ROCKINGHAM — The police department has been unable to collect grant funding it was awarded last year because of a legal fight over the Trump administration’s efforts to discourage “sanctuary cities.”
The Rockingham Police Department applied for the Edward Byrne Memorial Justice Assistance Grant last summer to purchase 14 defibrillators to be kept in patrol cars in case of emergency. The department received a letter from Gov. Roy Cooper informing them that they had been approved for the grant in September, but the funds have still not come through.
Caroline Valand, executive director of the Governor’s Crime Commission, explained in a February memo to the GCC’s Grant Recipient Program Managers that the Byrne grant remains in “legal limbo.”
“(T)he Trump administration is seeking to use Byrne JAG funding … to encourage state and local communities to limit so-called ‘sanctuary policies’ by requiring grantees to certify compliance with USC Section 1373 before they can draw down their award,” Valand said.
USC Section 1373 states, “a Federal, State, or local government entity or official may not prohibit, or in any way restrict, any government entity or official from sending to, or receiving from, the Immigration and Naturalization Service information regarding the citizenship or immigration status, lawful or unlawful, of any individual.”
Sanctuary cities are municipalities that do not enforce certain immigration laws in order to protect families of undocumented immigrants from deportation for low-level offenses. Rockingham is not a sanctuary city, and North Carolina has been in compliance with federal law, according to Linda Ferster, constituent services director for U.S. Rep. Robert Pittenger, R-Charlotte.
“(North Carolina) has not violated any laws and the governor has not held (the release of the funds) up. N.C. is compliant with all they require,” Ferster said in an emailed response to an inquiry by City Manager Monty Crump. “However, until it is battled out in the courts, they are not releasing any of the funding. (The Department of Public Safety has) even had meetings with (U.S. Attorney General Jeff) Sessions and he cannot expedite it either. (DPS) assured me that there is nothing our office, or any other Congressional office can do, even if (Pittenger) met with Mr. Sessions himself.”

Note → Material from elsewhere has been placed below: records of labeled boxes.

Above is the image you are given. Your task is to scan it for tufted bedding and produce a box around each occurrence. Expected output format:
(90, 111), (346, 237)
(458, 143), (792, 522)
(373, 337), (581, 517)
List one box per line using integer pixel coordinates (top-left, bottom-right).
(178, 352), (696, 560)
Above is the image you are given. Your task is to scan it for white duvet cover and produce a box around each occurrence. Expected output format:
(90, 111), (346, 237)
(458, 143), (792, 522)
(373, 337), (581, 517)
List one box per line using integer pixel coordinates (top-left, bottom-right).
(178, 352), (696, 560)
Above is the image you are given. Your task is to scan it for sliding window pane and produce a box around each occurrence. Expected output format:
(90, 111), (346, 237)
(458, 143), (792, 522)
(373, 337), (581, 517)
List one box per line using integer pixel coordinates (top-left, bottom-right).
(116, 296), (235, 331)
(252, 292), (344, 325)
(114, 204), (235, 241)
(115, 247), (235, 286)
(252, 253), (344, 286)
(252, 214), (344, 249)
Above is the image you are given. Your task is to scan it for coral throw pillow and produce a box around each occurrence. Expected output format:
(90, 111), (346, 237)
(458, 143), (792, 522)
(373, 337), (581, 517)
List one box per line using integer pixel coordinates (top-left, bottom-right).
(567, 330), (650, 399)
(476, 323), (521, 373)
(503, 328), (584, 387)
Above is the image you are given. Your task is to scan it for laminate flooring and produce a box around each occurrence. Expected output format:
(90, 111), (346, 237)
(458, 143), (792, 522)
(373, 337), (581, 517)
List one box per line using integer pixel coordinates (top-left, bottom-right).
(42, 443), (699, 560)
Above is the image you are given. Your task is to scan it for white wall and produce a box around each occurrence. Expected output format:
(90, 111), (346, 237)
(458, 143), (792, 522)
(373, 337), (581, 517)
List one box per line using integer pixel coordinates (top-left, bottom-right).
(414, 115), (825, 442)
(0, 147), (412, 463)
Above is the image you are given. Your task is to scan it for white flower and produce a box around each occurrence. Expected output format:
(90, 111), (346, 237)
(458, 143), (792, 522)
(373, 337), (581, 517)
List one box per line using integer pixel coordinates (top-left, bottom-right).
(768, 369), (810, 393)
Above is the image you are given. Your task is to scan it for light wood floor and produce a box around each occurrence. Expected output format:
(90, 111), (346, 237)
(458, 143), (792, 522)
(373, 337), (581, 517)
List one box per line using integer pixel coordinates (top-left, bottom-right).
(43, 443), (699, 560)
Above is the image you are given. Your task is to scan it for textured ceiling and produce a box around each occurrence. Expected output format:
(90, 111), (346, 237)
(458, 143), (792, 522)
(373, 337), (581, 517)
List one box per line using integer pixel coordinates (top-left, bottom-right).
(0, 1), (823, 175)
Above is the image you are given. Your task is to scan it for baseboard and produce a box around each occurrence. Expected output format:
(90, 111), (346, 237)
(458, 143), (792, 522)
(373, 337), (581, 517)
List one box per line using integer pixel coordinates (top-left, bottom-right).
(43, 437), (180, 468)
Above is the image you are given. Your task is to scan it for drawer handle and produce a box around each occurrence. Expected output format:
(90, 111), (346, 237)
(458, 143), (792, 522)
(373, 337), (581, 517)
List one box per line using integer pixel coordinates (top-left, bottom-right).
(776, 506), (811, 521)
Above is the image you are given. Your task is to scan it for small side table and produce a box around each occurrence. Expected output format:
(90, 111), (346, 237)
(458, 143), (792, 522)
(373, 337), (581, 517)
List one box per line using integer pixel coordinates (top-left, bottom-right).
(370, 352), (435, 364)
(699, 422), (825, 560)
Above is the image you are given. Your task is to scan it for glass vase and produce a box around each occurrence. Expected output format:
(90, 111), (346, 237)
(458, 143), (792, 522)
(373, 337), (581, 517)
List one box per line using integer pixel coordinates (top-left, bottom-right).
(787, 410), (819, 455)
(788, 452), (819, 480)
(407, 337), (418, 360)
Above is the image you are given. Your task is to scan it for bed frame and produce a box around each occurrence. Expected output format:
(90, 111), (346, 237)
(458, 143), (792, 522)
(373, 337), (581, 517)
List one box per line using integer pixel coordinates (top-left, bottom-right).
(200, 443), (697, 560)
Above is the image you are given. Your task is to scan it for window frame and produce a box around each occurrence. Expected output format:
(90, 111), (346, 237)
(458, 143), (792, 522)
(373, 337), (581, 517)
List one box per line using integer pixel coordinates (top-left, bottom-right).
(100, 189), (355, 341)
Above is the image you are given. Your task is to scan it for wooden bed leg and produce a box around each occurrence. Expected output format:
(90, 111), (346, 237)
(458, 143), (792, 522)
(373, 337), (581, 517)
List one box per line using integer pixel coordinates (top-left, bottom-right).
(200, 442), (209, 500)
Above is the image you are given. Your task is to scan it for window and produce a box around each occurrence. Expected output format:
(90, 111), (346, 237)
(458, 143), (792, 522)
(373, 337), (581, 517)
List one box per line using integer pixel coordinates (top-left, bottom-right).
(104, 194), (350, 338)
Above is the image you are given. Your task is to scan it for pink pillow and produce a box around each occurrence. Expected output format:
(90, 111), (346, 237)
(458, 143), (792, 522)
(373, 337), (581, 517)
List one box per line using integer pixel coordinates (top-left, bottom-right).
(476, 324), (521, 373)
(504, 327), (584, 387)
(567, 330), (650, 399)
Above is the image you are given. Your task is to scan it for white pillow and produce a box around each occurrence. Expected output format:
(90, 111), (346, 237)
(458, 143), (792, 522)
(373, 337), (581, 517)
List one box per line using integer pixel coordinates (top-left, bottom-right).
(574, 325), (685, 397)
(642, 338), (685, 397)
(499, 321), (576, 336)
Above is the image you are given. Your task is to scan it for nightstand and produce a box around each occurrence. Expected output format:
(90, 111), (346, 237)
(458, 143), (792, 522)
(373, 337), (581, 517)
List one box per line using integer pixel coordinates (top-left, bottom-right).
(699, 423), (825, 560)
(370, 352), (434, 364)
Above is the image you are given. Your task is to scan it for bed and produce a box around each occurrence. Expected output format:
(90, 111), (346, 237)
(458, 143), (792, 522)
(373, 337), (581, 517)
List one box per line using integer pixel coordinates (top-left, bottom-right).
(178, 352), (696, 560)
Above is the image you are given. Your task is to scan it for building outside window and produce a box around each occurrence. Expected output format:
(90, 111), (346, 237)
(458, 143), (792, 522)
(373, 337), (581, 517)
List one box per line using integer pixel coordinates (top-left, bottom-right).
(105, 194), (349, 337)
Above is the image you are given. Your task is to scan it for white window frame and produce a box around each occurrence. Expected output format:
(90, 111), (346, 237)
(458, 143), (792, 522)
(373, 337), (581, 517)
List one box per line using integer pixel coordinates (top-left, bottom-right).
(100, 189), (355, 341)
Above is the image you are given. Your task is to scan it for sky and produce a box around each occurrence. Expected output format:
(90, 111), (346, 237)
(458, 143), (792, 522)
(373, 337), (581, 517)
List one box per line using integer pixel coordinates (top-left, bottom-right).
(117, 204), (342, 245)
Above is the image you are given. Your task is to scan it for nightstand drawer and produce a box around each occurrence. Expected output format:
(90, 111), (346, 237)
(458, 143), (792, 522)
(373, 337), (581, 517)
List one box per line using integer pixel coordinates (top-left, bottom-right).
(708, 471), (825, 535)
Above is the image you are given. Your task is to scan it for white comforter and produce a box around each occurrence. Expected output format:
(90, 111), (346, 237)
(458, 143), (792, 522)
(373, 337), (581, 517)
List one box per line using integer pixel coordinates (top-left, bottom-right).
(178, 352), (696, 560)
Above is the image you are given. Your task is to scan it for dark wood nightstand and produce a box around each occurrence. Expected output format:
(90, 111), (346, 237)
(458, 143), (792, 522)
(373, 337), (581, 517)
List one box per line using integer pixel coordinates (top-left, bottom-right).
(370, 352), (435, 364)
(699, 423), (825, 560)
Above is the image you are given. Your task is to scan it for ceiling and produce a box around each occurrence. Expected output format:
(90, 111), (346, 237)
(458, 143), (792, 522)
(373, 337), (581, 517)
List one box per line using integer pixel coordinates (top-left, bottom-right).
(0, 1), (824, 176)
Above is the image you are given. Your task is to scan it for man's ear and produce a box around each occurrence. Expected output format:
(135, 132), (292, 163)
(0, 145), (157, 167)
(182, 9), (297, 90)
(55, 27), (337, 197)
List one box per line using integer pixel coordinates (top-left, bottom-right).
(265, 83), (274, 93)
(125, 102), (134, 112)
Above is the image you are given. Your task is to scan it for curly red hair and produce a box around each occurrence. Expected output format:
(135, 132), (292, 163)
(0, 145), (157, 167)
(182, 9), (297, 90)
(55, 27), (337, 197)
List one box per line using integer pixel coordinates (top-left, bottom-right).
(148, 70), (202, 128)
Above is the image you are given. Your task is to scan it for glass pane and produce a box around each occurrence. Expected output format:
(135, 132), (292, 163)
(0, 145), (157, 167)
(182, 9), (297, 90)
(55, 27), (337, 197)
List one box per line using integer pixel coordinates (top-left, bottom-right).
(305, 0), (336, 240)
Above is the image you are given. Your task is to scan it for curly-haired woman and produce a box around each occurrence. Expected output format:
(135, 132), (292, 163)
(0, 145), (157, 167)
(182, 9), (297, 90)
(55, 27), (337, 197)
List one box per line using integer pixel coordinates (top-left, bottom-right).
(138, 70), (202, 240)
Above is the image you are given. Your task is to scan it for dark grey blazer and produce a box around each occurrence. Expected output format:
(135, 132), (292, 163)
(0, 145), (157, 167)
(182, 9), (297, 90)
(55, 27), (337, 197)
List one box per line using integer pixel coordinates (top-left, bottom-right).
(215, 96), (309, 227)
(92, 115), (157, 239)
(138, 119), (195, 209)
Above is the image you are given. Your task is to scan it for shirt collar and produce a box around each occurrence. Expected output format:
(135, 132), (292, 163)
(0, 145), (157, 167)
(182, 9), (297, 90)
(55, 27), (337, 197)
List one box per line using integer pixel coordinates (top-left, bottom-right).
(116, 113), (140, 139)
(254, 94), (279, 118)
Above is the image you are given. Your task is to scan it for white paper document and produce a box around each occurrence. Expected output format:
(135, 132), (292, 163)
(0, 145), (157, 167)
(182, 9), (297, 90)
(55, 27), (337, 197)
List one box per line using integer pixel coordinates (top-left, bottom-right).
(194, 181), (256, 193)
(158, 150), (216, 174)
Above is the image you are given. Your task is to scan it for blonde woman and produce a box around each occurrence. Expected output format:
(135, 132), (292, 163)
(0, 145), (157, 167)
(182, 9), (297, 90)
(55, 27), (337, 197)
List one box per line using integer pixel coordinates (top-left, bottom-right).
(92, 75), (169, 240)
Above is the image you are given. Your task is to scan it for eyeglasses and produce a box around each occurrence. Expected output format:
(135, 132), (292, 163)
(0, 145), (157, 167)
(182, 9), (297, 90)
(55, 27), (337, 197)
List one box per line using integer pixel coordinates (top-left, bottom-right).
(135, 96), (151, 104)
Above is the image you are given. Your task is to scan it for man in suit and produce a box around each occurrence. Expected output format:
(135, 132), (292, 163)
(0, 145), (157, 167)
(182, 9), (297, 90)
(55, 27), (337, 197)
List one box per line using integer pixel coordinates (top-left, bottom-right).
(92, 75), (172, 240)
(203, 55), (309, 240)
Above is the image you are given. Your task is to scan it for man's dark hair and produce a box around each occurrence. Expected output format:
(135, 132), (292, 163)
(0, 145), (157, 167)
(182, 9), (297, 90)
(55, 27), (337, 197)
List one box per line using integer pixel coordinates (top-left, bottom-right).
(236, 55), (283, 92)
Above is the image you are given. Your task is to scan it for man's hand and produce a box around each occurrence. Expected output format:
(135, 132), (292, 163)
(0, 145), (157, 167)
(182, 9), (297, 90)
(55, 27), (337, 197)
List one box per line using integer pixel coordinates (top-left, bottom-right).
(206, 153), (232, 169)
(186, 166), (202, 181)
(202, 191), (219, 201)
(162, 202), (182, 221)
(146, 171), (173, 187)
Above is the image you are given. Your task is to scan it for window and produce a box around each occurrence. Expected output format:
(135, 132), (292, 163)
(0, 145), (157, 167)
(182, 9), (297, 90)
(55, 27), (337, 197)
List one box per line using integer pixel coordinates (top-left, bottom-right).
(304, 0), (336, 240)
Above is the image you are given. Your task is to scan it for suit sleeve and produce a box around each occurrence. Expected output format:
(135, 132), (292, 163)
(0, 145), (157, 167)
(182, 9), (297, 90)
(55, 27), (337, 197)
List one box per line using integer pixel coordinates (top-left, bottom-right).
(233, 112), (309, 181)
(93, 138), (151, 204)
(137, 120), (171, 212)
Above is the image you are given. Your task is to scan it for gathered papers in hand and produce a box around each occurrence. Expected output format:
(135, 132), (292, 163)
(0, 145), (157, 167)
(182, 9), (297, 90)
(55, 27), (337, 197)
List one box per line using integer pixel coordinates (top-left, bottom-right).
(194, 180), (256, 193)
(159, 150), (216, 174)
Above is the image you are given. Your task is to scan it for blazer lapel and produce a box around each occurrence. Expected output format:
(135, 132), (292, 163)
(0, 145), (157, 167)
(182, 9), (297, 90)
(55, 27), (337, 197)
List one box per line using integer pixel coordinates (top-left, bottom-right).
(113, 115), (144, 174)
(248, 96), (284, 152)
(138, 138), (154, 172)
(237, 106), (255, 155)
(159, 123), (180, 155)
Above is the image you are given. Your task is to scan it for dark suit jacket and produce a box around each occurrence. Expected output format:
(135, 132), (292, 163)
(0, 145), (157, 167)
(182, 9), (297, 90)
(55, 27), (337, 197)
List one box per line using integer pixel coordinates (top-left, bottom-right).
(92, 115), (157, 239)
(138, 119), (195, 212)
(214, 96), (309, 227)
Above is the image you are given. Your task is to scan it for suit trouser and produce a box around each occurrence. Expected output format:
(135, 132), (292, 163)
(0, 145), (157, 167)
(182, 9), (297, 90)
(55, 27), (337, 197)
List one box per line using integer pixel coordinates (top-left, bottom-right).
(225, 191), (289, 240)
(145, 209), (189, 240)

The funds would have been available in October. There is $4.5 million in public safety funding withheld from North Carolina as a result of the dispute, according to GCC.
“You would think that they would deal with the (states and cities) that they’re having problems with and then let the ones that have been fair get their stuff,” Councilmember Gene Willard said.
RPD had already applied for the next round of Byrne grants when it found out that its previous grant was on hold, according to Chief Billy Kelly. The defibrillators would allow police officers, who are often the first on the scene, to save a victim from cardiac arrest. Currently, officers are trained to use CPR to revive someone, according to Kelly.
Rockingham police officers completed the training to use the defibrillators last Fall following the grant application being approved.
Councilmember Bennett Deane suggested finding some other way to fund the defibrillators, but the board was worried that the court could make a decision in the near future that would render any effort to come up with the funds themselves a waste.
“We haven’t done anything wrong so why are we being denied these funds?” Kelly queried.